For the second time in two weeks, Hamas and Israel have reached on Saturday an agreement to restore calm after tensions on the Gaza Strip left several four Palestinians and one Israeli killed.
The ceasefire agreement was reached with help from the Egyptian side and United Nations efforts, Hamas spokesperson Fawzi Barhoum told Reuters news agency.
Israeli officials did not immediately comment on Hamas’ announcement; however there was a military activity reported in Gaza in the early hours of Saturday, especially that the Israeli military have announced that an officer was killed.
The United Nations envoy for the Middle East peace process, Nickolay Mladenov, will issue an urgent appeal for calm.
“Everyone in Gaza needs to step back from the brink. Not next week. Not tomorrow. Right now!” he wrote on Twitter, adding: “those who want to provoke Palestinians and Israelis into another war must not succeed.”
On Friday, Israel launched airstrikes on Gaza killing four people.
On Thursday, Israel’s Parliament passed a controversial law declaring that only Jews have a right to national self-determination in Israel. The law is backed by the right-wing government and was passed by majority. The bill says that “Israel is the historic homeland of the Jewish people” and “the right to exercise national self-determination in the State of Israel is unique to the Jewish people.” It also downgrades Arabic from an official language alongside Hebrew to a “special” one, and declares Jerusalem the united capital of Israel.

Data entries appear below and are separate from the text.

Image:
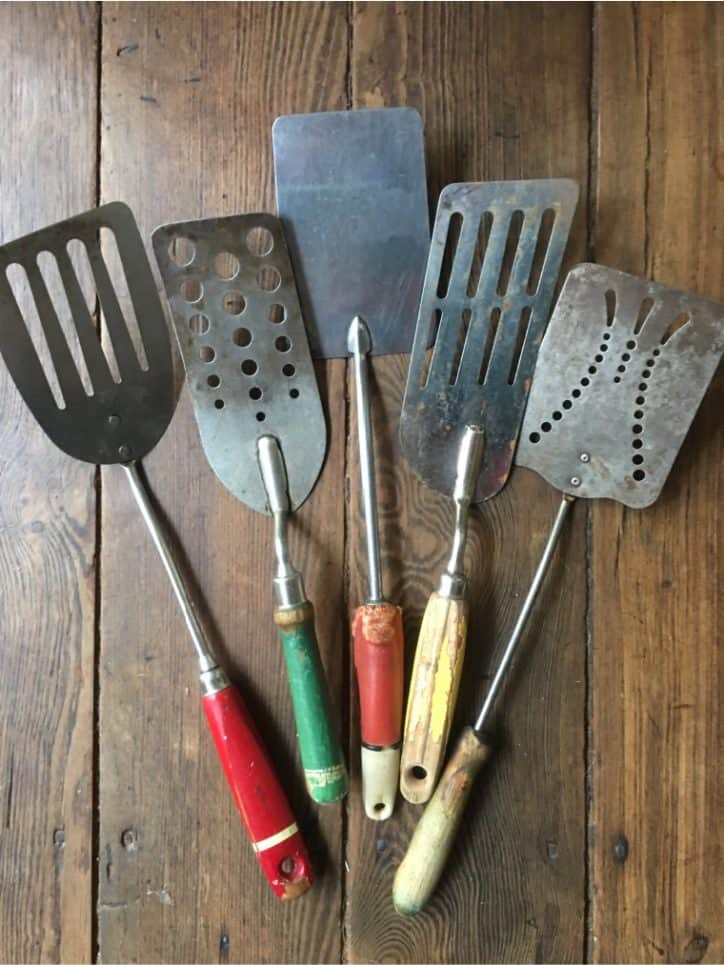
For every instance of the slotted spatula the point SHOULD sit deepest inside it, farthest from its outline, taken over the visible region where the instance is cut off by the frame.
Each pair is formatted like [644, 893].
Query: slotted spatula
[119, 421]
[352, 196]
[621, 372]
[240, 329]
[494, 259]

The law also instructs the state to preserve the Jewish heritage within the diaspora, and contains passages about national holidays, the flag, the anthem, and making the Hebrew calendar the official calendar.
Israel has 1.9 million Arab citizens, or about 21% of the total population of 9 million. Another 5% of the population consists of non-Arab Christians or other ethnic groups.

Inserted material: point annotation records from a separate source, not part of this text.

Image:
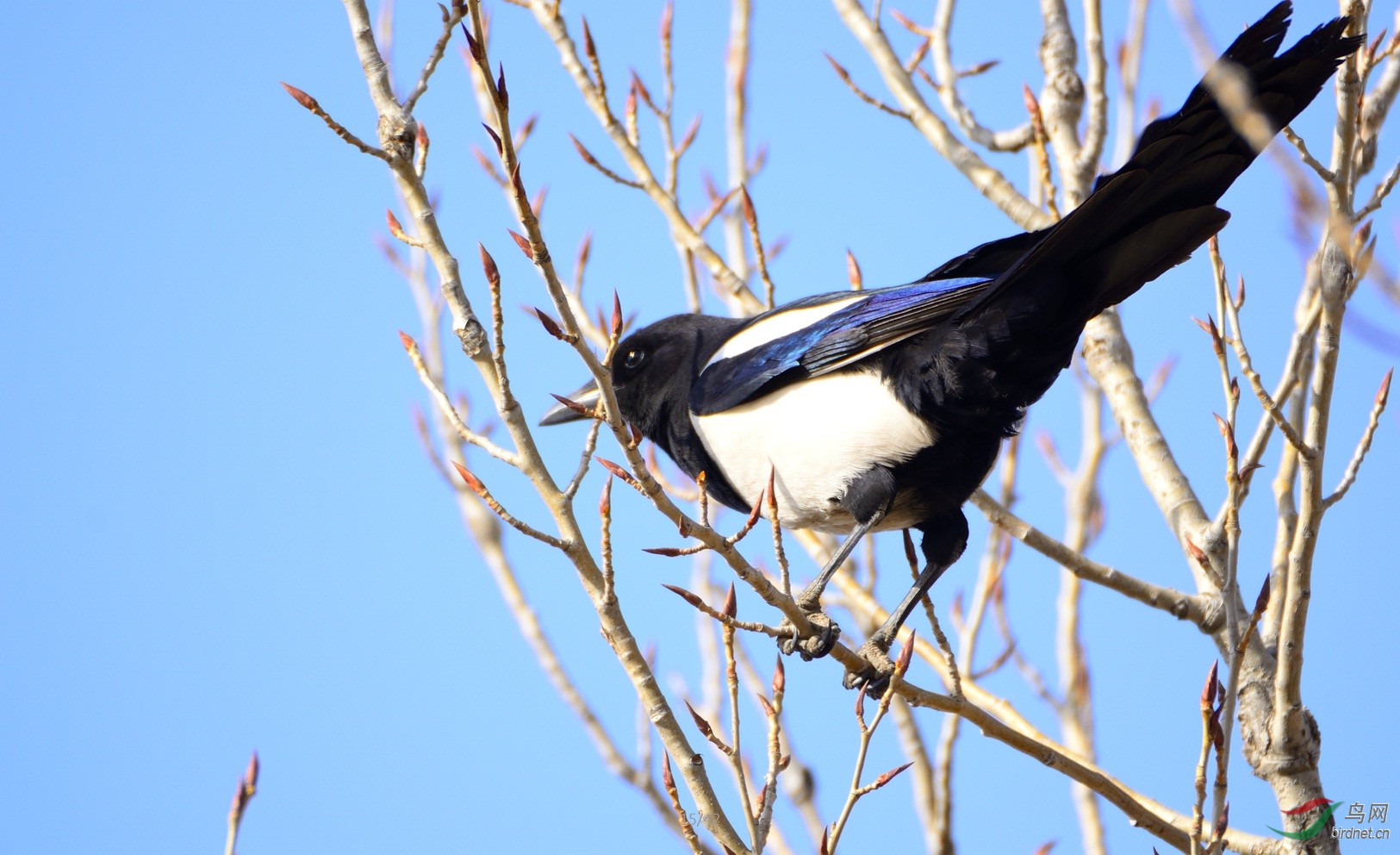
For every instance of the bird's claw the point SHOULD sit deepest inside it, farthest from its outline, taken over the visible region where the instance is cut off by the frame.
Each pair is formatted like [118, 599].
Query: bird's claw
[812, 646]
[874, 677]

The law also says that the Israeli state views “the development of Jewish settlements as a national value and will act to encourage and promote its establishment.”
Settlements in the occupied West Bank are viewed as illegal under the international law and a major impediment to a viable Palestinian state in the future.
In a response to this, Al-Azhar and Egypt’s Dar Al-Ifta condemned the law, describing it as racist, while the Arab affairs committee in the Egyptian Parliament described the law as a step to hinder the peace process.